Fort Lewis has stated it is conducting an inquiry into the allegations that Towery spied on the group under an assumed name. Towery has been identified by Fort Lewis as a civilian employee of Fort Lewis Force Protection.

Fort Lewis Force Protection supports “law enforcement and security operations to ensure the safety and security of Fort Lewis, soldiers, family members, the workforce and those personnel accessing the installation,” Fort Lewis spokesman Joseph Piek has stated in an e-mail.

Military law experts, including Yale Law School lecturer Eugene Fidell, have said that a civilian Fort Lewis employee spying on an anti-war group appears to violate the Posse Comitatus Act, a federal law that prohibits the use of the Army for conventional law enforcement actions against civilians.

Hildes added that the spying violated the protesters’ First Amendment and other Constitutionally-protected rights.

“It has to be penalized,” Hildes said during Monday’s hearing.


POLICE RESPONSE


Olympia Police Cmdr.

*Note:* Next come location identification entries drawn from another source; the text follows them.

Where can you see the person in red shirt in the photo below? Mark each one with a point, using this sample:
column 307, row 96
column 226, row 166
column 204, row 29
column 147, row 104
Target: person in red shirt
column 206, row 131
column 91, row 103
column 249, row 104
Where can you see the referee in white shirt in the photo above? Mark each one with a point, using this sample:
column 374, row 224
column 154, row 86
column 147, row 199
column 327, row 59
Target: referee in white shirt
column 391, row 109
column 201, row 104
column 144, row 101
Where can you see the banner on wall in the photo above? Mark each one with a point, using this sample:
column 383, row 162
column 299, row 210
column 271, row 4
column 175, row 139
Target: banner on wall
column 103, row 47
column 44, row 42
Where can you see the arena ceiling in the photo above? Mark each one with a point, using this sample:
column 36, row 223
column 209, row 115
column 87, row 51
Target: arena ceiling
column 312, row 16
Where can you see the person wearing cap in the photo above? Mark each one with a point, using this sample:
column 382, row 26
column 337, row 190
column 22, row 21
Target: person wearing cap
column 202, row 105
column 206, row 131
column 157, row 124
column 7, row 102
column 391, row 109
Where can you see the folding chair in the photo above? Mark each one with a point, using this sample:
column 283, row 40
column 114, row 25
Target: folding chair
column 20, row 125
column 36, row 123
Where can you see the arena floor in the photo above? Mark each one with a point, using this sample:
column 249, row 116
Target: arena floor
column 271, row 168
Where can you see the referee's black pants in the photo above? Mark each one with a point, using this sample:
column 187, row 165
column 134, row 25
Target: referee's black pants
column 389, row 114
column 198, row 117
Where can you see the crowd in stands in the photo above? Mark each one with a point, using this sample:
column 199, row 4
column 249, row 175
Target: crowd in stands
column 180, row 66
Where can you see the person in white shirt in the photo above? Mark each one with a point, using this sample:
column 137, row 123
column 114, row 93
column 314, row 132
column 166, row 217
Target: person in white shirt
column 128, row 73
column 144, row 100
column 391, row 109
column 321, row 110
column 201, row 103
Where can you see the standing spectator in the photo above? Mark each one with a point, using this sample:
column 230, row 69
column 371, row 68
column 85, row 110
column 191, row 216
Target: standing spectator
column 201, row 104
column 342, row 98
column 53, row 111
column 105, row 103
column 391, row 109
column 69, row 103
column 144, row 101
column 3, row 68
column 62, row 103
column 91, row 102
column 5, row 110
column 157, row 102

Tor Bjornstad has said in a prior interview that the threat assessments e-mailed to him by Fort Lewis prior and during the 2007 port protests had no impact on how police dealt with the protests. “I just read them and deleted them,” Bjornstad said in September. “Nothing I read in any of those changed our approach to anything.”

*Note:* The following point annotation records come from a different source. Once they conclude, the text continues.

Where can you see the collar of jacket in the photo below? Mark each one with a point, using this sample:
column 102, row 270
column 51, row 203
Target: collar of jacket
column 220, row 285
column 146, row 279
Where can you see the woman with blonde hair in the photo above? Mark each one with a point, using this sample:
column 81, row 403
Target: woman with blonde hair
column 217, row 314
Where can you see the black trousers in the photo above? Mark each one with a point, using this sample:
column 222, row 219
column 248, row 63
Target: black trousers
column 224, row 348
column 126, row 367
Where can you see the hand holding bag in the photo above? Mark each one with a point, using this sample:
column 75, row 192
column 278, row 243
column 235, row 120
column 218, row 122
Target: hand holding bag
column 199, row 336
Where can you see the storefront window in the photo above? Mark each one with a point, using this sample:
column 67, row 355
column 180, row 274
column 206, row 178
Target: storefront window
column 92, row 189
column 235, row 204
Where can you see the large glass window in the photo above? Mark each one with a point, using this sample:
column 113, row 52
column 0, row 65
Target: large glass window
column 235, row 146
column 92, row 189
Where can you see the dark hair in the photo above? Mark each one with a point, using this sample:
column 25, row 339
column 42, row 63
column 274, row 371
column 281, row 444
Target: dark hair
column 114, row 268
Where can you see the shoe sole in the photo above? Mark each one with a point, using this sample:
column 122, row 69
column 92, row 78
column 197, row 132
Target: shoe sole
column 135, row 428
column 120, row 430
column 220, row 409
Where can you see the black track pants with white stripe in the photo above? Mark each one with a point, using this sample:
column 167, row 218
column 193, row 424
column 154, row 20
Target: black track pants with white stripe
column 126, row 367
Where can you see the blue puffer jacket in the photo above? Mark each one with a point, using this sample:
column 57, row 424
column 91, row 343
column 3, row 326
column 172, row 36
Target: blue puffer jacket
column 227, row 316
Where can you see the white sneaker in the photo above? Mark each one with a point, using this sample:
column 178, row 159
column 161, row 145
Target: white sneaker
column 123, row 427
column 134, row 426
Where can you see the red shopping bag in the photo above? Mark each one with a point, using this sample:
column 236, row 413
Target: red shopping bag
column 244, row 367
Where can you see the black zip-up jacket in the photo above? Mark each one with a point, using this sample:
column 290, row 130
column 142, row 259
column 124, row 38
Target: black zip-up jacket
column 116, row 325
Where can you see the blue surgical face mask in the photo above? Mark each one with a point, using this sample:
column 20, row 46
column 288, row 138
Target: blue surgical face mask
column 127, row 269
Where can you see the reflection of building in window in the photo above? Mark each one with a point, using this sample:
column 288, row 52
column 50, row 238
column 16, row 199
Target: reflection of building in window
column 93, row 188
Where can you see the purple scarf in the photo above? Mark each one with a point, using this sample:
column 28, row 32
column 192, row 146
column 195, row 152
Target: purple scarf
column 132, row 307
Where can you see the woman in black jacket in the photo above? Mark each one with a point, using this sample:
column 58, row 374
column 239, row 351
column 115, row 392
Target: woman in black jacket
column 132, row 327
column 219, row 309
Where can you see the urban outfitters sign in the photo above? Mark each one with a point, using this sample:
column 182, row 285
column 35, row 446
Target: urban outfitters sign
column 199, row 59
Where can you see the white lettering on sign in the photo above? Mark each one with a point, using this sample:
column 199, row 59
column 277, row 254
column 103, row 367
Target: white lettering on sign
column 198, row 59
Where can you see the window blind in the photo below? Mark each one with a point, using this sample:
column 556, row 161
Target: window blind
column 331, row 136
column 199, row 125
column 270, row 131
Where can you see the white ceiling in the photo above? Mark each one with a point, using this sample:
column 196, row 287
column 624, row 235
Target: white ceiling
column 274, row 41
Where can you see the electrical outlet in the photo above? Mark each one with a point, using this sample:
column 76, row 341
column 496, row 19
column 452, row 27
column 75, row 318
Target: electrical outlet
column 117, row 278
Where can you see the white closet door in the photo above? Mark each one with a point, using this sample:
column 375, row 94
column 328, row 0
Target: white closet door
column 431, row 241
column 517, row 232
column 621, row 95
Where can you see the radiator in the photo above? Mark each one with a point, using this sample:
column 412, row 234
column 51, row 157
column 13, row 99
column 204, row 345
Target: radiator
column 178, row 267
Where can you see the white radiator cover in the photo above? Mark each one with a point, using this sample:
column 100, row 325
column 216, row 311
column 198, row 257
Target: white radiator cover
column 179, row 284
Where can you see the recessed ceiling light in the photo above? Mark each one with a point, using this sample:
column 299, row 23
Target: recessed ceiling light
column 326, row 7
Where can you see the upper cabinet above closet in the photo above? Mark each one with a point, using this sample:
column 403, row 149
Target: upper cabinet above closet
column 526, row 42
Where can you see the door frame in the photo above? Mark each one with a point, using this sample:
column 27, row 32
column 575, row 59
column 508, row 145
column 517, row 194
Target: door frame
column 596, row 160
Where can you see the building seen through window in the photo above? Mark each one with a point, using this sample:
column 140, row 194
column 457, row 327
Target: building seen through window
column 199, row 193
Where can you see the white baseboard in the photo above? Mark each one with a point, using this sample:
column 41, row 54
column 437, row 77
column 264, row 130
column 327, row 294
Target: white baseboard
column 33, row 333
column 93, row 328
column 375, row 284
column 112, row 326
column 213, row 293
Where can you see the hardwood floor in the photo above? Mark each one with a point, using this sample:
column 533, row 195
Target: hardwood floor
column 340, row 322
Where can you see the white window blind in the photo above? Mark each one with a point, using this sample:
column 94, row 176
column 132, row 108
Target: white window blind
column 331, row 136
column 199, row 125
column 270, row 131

In response to Hildes’ allegations about the prosecution not complying with discovery requests, Powers argued that the communications by Fort Lewis to OPD in e-mails do not constitute “contingency plans” for the police department, because they were not written by the police department but by Rudd, a member of Fort Lewis Force Protection.

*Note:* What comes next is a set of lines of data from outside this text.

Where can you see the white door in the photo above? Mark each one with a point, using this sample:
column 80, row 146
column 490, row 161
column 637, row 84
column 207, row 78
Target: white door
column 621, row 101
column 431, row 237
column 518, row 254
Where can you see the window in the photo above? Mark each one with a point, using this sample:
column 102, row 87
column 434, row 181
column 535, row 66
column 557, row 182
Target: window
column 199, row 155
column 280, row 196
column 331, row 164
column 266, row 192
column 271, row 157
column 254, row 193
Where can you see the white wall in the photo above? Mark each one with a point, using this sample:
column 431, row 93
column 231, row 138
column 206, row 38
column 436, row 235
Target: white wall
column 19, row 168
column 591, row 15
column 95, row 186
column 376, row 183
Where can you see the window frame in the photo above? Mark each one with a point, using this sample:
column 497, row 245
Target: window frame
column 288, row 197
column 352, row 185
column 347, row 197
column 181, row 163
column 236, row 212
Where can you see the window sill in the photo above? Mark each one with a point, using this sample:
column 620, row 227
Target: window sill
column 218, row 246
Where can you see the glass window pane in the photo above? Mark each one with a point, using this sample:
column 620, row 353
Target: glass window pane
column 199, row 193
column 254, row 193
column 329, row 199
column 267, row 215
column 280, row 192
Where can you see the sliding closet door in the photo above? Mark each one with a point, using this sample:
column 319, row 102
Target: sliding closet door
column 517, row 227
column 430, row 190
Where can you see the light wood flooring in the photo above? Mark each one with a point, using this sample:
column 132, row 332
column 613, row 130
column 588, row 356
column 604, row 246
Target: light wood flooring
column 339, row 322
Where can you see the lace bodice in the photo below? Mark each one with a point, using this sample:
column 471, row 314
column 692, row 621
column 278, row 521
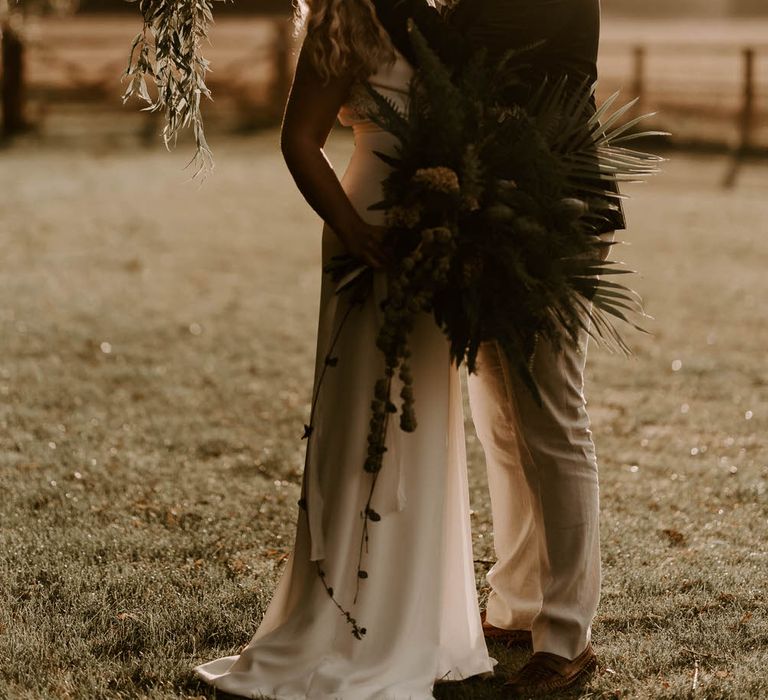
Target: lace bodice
column 391, row 80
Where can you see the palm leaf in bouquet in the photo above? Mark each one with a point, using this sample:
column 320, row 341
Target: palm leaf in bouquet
column 518, row 194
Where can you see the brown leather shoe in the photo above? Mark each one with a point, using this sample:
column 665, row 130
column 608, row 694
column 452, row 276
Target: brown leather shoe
column 547, row 673
column 509, row 638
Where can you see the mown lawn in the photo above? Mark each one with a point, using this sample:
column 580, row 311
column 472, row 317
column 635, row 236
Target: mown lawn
column 156, row 356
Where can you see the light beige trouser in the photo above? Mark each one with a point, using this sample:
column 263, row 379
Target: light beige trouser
column 542, row 474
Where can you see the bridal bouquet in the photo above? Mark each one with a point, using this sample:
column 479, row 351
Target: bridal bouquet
column 494, row 211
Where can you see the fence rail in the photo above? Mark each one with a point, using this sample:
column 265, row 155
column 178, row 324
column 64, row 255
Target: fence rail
column 717, row 85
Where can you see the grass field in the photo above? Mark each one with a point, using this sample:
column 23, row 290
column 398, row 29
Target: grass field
column 156, row 353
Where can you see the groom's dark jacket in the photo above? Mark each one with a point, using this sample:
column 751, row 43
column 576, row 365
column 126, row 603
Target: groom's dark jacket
column 560, row 37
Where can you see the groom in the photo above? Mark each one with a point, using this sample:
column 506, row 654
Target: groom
column 542, row 469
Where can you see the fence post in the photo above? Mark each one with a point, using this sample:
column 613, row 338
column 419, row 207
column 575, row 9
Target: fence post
column 746, row 116
column 638, row 77
column 12, row 81
column 283, row 71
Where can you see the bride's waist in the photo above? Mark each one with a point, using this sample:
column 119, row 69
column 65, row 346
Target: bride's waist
column 369, row 137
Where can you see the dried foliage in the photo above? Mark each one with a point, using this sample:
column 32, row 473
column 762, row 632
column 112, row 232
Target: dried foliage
column 168, row 53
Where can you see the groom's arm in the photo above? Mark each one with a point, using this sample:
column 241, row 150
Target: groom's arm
column 445, row 40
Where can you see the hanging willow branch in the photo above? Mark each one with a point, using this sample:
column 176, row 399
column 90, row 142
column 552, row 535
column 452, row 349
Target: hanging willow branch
column 168, row 52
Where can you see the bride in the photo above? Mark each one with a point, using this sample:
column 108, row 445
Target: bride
column 378, row 607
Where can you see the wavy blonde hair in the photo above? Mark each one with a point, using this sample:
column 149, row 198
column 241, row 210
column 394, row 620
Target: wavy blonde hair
column 344, row 36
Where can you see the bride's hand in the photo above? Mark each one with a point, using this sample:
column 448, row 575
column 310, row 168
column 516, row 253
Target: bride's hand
column 367, row 243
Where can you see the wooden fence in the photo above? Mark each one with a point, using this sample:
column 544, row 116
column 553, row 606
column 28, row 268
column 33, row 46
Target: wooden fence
column 707, row 93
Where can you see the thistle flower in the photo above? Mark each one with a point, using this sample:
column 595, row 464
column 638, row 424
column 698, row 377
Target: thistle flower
column 403, row 217
column 439, row 179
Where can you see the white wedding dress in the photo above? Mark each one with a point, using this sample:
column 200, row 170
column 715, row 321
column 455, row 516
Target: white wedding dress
column 419, row 603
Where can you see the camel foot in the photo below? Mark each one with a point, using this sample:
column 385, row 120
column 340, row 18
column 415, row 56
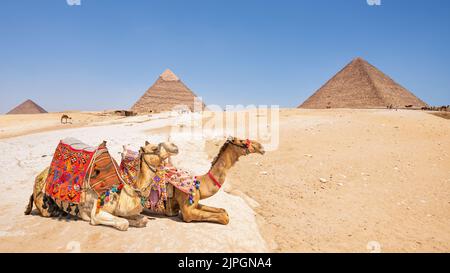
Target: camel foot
column 139, row 222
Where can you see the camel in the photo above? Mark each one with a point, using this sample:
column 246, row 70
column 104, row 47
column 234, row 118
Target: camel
column 210, row 183
column 123, row 207
column 65, row 118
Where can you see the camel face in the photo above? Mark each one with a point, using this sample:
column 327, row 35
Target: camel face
column 168, row 149
column 252, row 146
column 154, row 154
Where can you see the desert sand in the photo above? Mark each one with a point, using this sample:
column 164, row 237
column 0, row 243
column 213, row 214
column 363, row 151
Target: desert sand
column 340, row 181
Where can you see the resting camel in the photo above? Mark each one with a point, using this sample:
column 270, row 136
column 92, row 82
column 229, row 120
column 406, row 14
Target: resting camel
column 65, row 118
column 210, row 184
column 124, row 207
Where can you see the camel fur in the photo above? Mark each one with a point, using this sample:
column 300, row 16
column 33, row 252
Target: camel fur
column 124, row 208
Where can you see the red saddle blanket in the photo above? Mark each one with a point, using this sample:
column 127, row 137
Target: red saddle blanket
column 67, row 172
column 180, row 179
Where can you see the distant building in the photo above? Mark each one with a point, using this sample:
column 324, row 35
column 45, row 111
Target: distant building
column 361, row 85
column 27, row 107
column 166, row 94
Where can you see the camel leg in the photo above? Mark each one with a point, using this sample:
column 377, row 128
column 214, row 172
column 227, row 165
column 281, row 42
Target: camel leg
column 107, row 219
column 191, row 213
column 138, row 221
column 210, row 209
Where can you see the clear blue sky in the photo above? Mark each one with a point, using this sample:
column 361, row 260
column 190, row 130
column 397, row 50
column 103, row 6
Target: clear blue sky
column 104, row 54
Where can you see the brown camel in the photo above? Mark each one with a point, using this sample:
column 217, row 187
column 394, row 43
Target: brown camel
column 65, row 119
column 210, row 184
column 124, row 207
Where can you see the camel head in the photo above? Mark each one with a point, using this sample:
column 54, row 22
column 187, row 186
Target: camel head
column 247, row 146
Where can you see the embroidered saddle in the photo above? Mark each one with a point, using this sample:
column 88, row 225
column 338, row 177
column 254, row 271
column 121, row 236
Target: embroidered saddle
column 165, row 177
column 76, row 166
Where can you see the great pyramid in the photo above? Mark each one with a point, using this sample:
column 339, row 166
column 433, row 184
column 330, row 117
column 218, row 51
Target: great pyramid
column 166, row 93
column 27, row 107
column 361, row 85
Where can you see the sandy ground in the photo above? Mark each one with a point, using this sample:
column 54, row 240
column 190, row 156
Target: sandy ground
column 23, row 157
column 18, row 125
column 340, row 181
column 386, row 182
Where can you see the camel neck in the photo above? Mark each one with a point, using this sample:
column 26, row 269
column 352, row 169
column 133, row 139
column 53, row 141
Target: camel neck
column 218, row 171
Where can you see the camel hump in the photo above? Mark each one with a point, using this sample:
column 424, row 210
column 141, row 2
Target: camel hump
column 78, row 144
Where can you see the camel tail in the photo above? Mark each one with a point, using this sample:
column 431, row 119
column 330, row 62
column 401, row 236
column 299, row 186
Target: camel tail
column 29, row 207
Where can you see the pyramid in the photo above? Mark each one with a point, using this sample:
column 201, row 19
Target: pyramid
column 361, row 85
column 165, row 94
column 27, row 107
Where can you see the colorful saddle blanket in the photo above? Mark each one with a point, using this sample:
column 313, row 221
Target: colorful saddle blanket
column 156, row 201
column 75, row 163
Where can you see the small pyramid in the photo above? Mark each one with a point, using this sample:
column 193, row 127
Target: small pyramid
column 165, row 94
column 27, row 107
column 361, row 85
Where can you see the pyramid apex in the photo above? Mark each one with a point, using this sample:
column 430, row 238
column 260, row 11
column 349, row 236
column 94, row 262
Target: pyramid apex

“There is no such plan,” Powers said.

Powers also argued that any of the issues about what Towery did or did not do, and whether he spied on the protesters is not germane to the issue of whether the protesters’ actions were in violation of criminal law.

“What’s at issue is whether these people committed the crimes alleged,” Powers said.

Thurston County District Judge Sam Meyer agreed with Powers, and during Monday’s hearing, he refused to dismiss the remaining cases based on Hildes’ motions for failure to comply with his discovery requests. Meyer said that the issue of whether the government was spying on the protesters is an important, substantive issue, but it “isn’t relevant to the activities that were going on on Nov. 13.”

One of the protesters who still faces misdemeanor charges, Patricia Imani, said the judge’s ruling was disappointing, but not unexpected. Imani stated that she had no intention of blocking Stryker vehicles on the night of Nov. 13, and no Stryker convoys exited the gate where the women’s action was occurring that evening. She added that her actions that evening were part of a legal demonstration protected by her First Amendment rights.